The timing was awful. In 2006 and 2007 only one hurricane (the big driver of generator sales) made landfall in the US mainland. Then the housing crash and the Great Recession scored head-to-head, slashing Generac’s earnings by a third before debt service and merger-related fees. CCMP was forced to pay more money to prevent a technical debt default and hired Aaron Jagdfeld, a 33-year-old accountant who was internally elevated to chief financial officer, to take over as CEO.

The small bean counter had a surprising solution: Be more aggressive. After buying some debt at 50 cents on the dollar, he went public with the company in 2010 and started a series of acquisitions (25 since 2011). First, he bought into peripheral businesses such as mobile phone transmission and outdoor light towers. He then made additional acquisitions to realize a vision of the home as an energy-efficient “virtual power plant” capable of not only keeping lights, heat, and a refrigerator running when the power grid was out, but also selling juice back to utilities as part of a small grid.

Demand for Generac’s $20,000 generators has soared, thanks to extreme weather events, deteriorating the country’s power grids and a pandemic, which Jagdfeld says has turned homes into havens. Between competitors’ problems (Briggs and Stratton went bankrupt in 2020) and its own efforts, Generac now has 80% market share in home standby generators and a six-month order backlog.

Over the 12 months ended March 30, the company generated $4.1 billion in sales and $1.8 billion in gross profit — both double pre-pandemic levels. Ungenerated sales now represent 20% of revenue. Since the company went public at $13 a share, Generac’s stock has been on a wild ride. It jumped to an incredible $498 last October and is now back at $250 – still 33 times late earnings per share. Debt represents a manageable 6% of the enterprise’s value, compared to 80% after the IPO. (Jagdfeld’s personal belongings are currently valued at $150 million. CCMP was sold in 2013 at a profit.)

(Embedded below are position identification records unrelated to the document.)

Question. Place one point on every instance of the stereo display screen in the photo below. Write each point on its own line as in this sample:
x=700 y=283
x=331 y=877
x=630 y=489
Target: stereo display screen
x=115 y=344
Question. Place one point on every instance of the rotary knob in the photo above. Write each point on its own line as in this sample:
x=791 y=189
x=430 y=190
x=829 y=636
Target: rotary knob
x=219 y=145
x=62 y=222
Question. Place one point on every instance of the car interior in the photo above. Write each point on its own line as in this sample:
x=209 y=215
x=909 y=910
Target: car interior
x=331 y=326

But as new housing starts to fall and inflation-stricken consumers grow increasingly concerned about spending five figures on a machine that will only run twice a year, Jagdfeld expects the order backlog to shrink. That’s why he has a backup plan.

Small Big Picture: Rain Checks

It is not your imagination. The weather is getting worse. Last year, there were 20 “billion dollar” climate disasters in the United States — mostly major storms and hurricanes — ten times more than there were in 1981. These ten-figure disasters cost nearly $153 billion — 48 times as much. what it was four decades ago, even after adjusting for inflation.

*Includes wildfires, hurricanes, floods, winter storms, freezes and droughts. Source: National Oceanic and Atmospheric Administration

Rather than selling a “product that people hope they will never use” and only buying after a natural disaster or grid failure, Jagdfeld wants to start marketing an “energy independence” package that pairs with gas, solar, and batteries, all enhanced with machine learning software that manages your heating and cooling Focusing on making money for you. “AI will help you export energy,” he says. “Your power will be communicated and consumed in ways you cannot imagine today.”